Entramos em Contato com a Secretaria de Saúde de Cruzeiro/SP
Entramos em contato com a Secretaria de Saúde de Cruzeiro/SP na manhã e na tarde de ontem (8). Questionamos se a secretaria iria comentar sobre o assunto ou se iria emitir uma nota oficial. No entanto, não tivemos nenhum retorno até o momento da publicação deste artigo. Caso isso aconteça, acrescentaremos a nota da secretaria numa futura atualização.
Atualização #1 (10/06 às 17h): Nota da Secretaria Municipal de Saúde de Cruzeiro/SP
Na manhã de hoje (10) entramos novamente em contato, mas dessa vez com a Assessoria de Imprensa da Prefeitura de Cruzeiro/SP.
Eis a nota que recebemos sobre esse caso:
“A Secretaria de Saúde (Semus) informa que o período de isolamento se faz necessário tanto para casos confirmados como para casos suspeitos. É importante ressaltar que há uma parcela da população que não terá anticorpos suficiente a serem detectados no teste rápido“
Interessante destacar que a nota da SEMUS reflete exatamente uma das hipóteses que fornecemos em nosso artigo. Assim sendo, acreditamos que não há mais o que ser comentado sobre esse episódio.
A Colaboração do Dr. Bruno Filardi
Para elaborarmos esse artigo contamos com a colaboração do Dr. Bruno Filardi! Ele é oncologista e diretor científico do Instituto do Câncer Brasil.
O Dr. Bruno vêm utilizando suas redes sociais, principalmente o Twitter, para analisar as mais diversas informações que andam circulando sobre o novo coronavírus e, sem dúvida alguma, presta um excelente serviço a sociedade, uma vez que não apenas tenta apresentar os fatos, mas os fundamenta para que fique o mais claro possível para a população.
Conclusão
Tudo indica que o morador de Cruzeiro/SP teve COVID-19! Toda essa história de que os três resultados negativos apresentados seriam suficientes para mostrar que ele não teria tido o novo coronavírus é improcedente. Isso porque o primeiro teste, cujo resultado deu positivo, foi um RT-PCR (swab nasofaríngeo).
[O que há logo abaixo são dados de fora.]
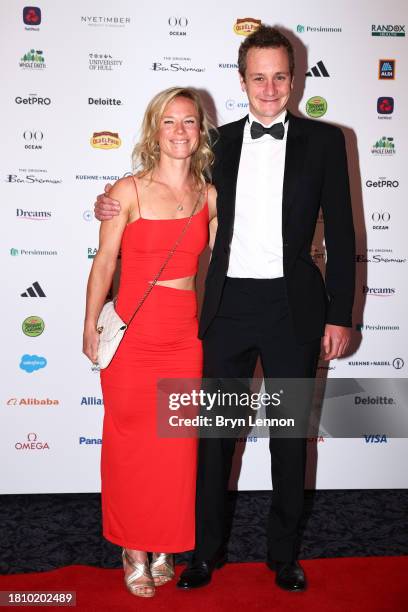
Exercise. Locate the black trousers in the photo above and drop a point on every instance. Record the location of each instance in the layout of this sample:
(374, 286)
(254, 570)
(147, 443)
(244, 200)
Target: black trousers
(253, 321)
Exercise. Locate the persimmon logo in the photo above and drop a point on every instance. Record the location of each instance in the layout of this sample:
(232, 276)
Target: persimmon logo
(32, 443)
(246, 26)
(105, 140)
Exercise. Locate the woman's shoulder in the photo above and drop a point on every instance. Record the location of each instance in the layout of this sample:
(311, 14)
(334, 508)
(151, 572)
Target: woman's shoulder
(212, 200)
(124, 188)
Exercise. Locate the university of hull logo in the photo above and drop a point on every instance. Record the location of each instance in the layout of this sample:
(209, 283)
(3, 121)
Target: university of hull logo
(105, 140)
(32, 443)
(31, 363)
(319, 70)
(246, 26)
(316, 107)
(386, 69)
(34, 291)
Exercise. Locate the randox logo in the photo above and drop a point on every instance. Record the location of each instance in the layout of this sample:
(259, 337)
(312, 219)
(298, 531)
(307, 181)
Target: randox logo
(385, 105)
(316, 107)
(31, 363)
(32, 15)
(33, 326)
(246, 26)
(105, 140)
(386, 69)
(388, 30)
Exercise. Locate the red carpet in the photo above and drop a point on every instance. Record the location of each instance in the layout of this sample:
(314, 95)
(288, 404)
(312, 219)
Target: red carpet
(343, 585)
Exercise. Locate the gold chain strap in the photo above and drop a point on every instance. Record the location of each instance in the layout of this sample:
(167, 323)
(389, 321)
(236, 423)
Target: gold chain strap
(166, 261)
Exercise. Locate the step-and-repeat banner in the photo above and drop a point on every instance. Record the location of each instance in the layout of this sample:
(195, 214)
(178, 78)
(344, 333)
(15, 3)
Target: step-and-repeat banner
(76, 79)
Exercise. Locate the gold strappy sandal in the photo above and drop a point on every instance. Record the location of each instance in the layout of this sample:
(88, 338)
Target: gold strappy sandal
(140, 570)
(162, 568)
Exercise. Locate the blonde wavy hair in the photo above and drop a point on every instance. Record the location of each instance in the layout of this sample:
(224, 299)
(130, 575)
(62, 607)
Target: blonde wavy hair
(146, 154)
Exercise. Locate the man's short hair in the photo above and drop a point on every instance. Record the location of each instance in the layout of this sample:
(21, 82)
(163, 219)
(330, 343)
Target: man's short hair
(263, 38)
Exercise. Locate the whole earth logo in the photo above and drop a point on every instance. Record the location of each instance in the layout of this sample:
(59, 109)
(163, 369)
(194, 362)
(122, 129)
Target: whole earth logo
(33, 326)
(316, 107)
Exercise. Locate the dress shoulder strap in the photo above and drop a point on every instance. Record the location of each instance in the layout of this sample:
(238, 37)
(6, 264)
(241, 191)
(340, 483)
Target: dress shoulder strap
(137, 195)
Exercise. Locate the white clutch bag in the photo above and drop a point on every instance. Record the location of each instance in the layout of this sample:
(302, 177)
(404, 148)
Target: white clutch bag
(110, 326)
(111, 330)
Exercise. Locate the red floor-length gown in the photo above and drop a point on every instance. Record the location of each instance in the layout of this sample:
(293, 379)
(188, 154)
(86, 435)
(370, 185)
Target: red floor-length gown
(148, 483)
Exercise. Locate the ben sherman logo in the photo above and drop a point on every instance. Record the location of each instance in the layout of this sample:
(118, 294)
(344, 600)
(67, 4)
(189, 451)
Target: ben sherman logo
(32, 443)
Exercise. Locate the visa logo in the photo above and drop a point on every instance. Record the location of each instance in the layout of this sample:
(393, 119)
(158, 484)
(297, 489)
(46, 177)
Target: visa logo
(375, 438)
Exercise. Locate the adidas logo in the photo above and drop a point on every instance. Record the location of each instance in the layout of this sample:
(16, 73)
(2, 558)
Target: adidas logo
(318, 70)
(34, 291)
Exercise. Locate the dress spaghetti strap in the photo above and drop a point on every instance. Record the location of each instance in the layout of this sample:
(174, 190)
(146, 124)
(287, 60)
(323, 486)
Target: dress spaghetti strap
(137, 195)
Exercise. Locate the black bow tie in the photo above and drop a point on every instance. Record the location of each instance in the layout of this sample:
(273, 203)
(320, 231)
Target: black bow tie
(277, 130)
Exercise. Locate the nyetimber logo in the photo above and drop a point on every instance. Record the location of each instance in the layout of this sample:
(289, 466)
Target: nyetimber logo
(319, 70)
(32, 443)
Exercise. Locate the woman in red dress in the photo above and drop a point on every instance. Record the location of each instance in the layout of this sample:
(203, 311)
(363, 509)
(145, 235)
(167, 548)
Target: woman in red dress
(148, 483)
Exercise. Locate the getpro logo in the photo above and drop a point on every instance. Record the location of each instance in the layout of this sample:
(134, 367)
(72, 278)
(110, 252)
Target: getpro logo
(31, 363)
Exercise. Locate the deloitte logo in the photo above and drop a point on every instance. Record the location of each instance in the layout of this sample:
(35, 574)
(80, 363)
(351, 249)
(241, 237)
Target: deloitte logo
(316, 107)
(33, 326)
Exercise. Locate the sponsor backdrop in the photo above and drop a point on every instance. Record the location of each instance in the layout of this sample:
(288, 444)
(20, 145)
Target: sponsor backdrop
(75, 85)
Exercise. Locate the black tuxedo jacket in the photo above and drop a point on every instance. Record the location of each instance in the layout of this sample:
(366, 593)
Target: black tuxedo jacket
(315, 176)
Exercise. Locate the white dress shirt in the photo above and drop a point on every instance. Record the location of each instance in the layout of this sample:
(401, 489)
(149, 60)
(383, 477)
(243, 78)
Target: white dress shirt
(256, 247)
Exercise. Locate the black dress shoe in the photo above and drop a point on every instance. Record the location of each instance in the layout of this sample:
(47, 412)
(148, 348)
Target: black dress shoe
(199, 573)
(289, 575)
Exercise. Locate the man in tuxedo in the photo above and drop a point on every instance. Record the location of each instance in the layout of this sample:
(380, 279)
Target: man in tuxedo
(264, 295)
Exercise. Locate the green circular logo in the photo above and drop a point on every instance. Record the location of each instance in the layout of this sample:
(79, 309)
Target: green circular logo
(33, 326)
(316, 107)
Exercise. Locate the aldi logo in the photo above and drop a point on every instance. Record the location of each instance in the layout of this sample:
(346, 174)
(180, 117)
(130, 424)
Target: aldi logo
(386, 69)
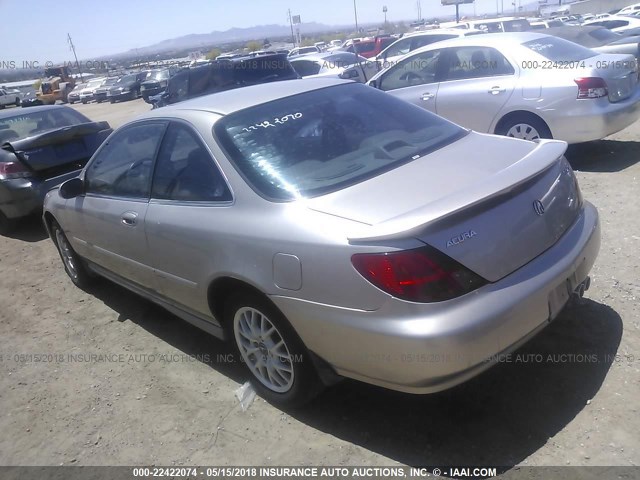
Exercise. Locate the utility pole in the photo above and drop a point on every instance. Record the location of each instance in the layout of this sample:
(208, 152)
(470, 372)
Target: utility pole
(355, 12)
(73, 49)
(293, 39)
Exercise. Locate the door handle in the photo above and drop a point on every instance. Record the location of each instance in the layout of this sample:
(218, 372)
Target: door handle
(129, 219)
(496, 90)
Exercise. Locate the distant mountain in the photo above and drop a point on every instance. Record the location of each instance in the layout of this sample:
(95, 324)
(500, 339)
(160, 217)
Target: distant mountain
(228, 36)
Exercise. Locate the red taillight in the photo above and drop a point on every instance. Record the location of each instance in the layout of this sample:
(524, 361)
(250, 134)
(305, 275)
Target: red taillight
(13, 170)
(420, 275)
(591, 87)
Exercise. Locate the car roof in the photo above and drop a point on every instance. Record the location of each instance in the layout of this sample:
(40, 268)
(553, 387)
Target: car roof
(230, 101)
(14, 112)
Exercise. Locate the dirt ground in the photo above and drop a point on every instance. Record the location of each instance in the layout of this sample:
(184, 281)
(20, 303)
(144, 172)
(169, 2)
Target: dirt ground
(107, 378)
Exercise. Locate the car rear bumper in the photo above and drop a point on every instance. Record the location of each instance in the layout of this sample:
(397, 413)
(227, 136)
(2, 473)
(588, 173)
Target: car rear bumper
(595, 119)
(21, 197)
(425, 348)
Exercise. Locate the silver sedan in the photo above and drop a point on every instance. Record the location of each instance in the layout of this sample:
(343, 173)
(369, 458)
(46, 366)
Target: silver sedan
(523, 85)
(330, 230)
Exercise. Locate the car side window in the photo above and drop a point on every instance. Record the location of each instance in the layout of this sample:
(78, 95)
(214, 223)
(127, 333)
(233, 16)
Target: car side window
(422, 41)
(122, 168)
(420, 69)
(475, 62)
(185, 170)
(401, 47)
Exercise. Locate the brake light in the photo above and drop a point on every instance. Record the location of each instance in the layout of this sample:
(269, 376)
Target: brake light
(422, 275)
(591, 87)
(10, 170)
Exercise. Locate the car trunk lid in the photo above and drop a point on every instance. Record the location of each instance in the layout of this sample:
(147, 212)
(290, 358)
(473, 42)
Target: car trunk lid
(492, 212)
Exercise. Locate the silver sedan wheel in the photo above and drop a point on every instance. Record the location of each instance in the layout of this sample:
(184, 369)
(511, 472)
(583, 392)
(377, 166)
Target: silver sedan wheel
(67, 254)
(263, 349)
(523, 131)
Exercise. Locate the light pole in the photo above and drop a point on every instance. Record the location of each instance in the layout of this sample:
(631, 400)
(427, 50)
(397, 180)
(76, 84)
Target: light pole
(355, 13)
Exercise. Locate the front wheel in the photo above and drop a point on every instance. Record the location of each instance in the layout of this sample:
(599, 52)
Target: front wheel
(524, 127)
(73, 264)
(279, 364)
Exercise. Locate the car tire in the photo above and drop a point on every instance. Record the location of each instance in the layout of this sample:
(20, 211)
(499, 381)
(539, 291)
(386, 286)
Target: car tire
(7, 225)
(288, 378)
(523, 126)
(73, 264)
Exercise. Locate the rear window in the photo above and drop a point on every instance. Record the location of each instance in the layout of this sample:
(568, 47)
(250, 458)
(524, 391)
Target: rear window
(306, 67)
(325, 140)
(604, 34)
(558, 49)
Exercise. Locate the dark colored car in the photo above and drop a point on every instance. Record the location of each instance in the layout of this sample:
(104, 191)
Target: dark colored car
(224, 75)
(156, 82)
(39, 149)
(30, 100)
(100, 95)
(127, 87)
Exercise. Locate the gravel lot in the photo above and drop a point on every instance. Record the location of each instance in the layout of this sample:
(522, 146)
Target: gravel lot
(123, 382)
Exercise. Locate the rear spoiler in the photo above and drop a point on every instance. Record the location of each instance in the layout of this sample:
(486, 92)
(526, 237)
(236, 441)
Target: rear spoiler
(53, 137)
(544, 156)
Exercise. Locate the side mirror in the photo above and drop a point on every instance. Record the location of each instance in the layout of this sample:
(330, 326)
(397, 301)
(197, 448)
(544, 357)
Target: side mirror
(71, 188)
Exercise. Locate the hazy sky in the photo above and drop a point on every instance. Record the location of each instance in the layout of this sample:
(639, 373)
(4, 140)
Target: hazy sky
(36, 30)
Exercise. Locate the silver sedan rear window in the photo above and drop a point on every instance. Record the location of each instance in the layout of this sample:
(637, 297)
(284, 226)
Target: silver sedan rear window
(325, 140)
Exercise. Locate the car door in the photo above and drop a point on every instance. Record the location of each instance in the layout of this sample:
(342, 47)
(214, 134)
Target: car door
(414, 79)
(189, 210)
(476, 84)
(110, 215)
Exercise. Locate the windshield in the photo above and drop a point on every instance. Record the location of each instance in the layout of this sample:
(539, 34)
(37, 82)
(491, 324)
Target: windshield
(559, 50)
(605, 34)
(325, 140)
(29, 124)
(161, 75)
(127, 79)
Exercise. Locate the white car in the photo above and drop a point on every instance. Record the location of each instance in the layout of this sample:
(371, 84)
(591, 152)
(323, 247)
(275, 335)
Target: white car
(615, 23)
(9, 97)
(525, 85)
(413, 41)
(539, 24)
(343, 65)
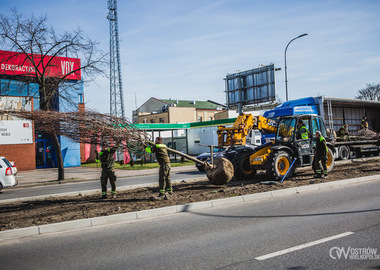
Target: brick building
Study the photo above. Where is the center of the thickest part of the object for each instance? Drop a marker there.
(19, 141)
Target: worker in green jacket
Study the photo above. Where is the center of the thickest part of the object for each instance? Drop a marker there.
(107, 162)
(320, 156)
(162, 157)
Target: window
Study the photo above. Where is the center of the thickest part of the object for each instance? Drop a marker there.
(285, 131)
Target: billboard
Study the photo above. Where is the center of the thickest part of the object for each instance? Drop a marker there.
(16, 132)
(253, 86)
(14, 63)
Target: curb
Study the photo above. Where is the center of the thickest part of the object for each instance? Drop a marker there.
(151, 213)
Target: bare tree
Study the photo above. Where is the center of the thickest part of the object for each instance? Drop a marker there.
(371, 92)
(36, 42)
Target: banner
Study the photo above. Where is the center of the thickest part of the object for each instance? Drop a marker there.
(14, 63)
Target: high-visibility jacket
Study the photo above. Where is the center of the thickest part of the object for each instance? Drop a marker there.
(364, 124)
(161, 153)
(303, 132)
(321, 148)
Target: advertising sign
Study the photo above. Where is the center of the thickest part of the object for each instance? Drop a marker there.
(14, 63)
(253, 86)
(16, 132)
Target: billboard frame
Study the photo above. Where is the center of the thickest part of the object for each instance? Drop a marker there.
(250, 87)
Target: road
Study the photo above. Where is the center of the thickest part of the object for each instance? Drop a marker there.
(18, 193)
(304, 231)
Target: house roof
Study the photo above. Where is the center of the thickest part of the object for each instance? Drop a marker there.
(206, 105)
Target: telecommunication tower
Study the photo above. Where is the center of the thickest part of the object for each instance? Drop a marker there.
(116, 87)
Já os demais testes que deram negativo foram os chamados testes rápidos, que não devem ser utilizados, isoladamente, para alegar que uma pessoa teve ou não COVID-19!
O vídeo do cidadão é desastroso por inúmeros motivos, mas o principal deles é que isso gera uma insegurança para a população. Disseminá-lo sem fornecer nenhuma informação médica ou científica é um ato de irresponsabilidade e faz com que as pessoas acabem acreditando em meras imagens e em discursos aleatórios. Isso pode fazer com que outras pessoas, que também passem pela mesma situação, sigam o infeliz exemplo desse cidadão e descumpram as orientações de isolamento domiciliar. Portanto, não descumpram as orientações fornecidas pelas autoridades de saúde ou pelo seu médico!